Her sentence includes a 30-hour Multiple Offender Program, which features classes every Saturday morning at Milwaukee Area Technical College’s Downtown campus. One of her assignments was to bring a “concerned other” to class to lend moral support. I volunteered to go.
The class had 14 offenders – all but one on their second OWI – and 11 “concerned others.” The instructor talked about how she used to drive drunk before fully understanding the consequences.
Participants in the program were in their mid-20s, like my sister, to late 50s. Their stories ranged from pathetic to frustrating.
There was the bartender who stayed after his shift to drink with friends; the woman who went out to celebrate after her divorce was final; the girl who was sleeping in her car and failed a sobriety test when a cop showed up; the man who was changing a flat tire and stumbled one too many times as a squad car drove up; the woman approaching her 30s who admitted she’s been under the influence since she was a teenager.
Drinking has never been taboo in our family.

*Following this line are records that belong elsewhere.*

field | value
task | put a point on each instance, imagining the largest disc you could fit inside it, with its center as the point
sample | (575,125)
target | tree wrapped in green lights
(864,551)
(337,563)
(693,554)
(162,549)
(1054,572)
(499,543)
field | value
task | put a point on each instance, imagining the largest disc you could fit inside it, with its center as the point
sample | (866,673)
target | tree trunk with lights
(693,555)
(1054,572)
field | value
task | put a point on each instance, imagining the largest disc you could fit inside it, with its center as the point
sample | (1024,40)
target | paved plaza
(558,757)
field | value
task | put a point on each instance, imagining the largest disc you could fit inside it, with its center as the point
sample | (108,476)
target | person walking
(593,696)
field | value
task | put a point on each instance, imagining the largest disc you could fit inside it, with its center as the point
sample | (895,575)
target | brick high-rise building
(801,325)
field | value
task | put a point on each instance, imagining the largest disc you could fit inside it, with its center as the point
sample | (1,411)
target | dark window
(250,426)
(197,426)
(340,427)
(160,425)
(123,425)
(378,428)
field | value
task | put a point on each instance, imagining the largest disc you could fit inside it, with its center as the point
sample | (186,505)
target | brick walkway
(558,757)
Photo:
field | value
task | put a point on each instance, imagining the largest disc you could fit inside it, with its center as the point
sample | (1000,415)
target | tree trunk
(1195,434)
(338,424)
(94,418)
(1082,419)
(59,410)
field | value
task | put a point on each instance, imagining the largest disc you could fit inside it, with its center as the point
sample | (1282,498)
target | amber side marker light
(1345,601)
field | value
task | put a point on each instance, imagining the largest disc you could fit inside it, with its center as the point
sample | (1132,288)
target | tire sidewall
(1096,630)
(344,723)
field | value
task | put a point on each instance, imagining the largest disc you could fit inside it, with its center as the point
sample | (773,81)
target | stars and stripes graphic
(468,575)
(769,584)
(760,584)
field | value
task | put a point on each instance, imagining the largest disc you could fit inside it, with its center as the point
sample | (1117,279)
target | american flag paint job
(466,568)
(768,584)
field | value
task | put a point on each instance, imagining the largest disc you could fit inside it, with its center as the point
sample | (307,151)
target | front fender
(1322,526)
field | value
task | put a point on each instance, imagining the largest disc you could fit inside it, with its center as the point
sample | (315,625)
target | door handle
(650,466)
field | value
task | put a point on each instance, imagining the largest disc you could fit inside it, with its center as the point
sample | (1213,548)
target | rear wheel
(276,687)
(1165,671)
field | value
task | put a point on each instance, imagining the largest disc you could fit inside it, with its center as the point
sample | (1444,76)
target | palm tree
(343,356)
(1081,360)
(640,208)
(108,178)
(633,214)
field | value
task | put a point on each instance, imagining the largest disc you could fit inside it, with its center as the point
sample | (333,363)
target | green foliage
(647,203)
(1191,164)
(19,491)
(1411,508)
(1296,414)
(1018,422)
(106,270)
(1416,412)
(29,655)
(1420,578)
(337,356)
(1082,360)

Our mother recently switched from brandy Old Fashioneds to vodka cranberry – it’s too hard to find a bartender who knows how to make an Old Fashioned when she travels.
It was our fun-loving but hot-tempered Italian mom, however, whom my sister was most afraid of after her second OWI. She confessed after the three of us saw Ragtime at The Rep last fall. They screamed at each other on Wells Street for what felt like 20 minutes but probably was closer to two. And then our mom, in her typical, supportive fashion, made sure my sister had called a lawyer (she had) and figured out what to do about work when she had to serve some jail time (she was working on it). Mom later rearranged her schedule so she could go to La Crosse and wait while my sister served her sentence.
Just two weeks after The Confession, the three of us went to Minneapolis for the weekend. My mom brought vodka and cranberry juice.
The multiple offender class was a mix of facts about drinking and driving laws, personal stories, and video clips from news stories about texting-while-driving tragedies and drunken-driving fatalities.
The melodramatic stories reminded me that I’m lucky: Lucky that I’ve never been a victim. And lucky that I’ve never been caught.
It’s easy to judge a room full of “multiple offenders,” but I’ve also stayed too long at too many happy hours and driven home. The difference between me and my sister: luck.
One night after a book club get-together, my friend tapped the car of an undercover cop while parallel parking. She was arrested that night for her second OWI. I probably had as much wine as she did but I made it home safely. The difference between me and my friend: luck.
The week my sister was arrested, a drunk driver went through a stop sign in Kenosha County and killed a 5-year-old boy. It was the 29-year-old driver’s fourth offense.
I have a 3-year-old daughter. I can’t imagine the loss that boy’s family has felt.
We live in a state where drinking is part of the culture. Tailgating is as much fun as the sporting event; church festivals sell beer. Wisconsin has been cited by the Wall Street Journal as having among the most lenient drunk-driving laws in the country. Milwaukee was recently named one of the most hungover cities in America in yet another alcohol-related survey that “honors” Brew City.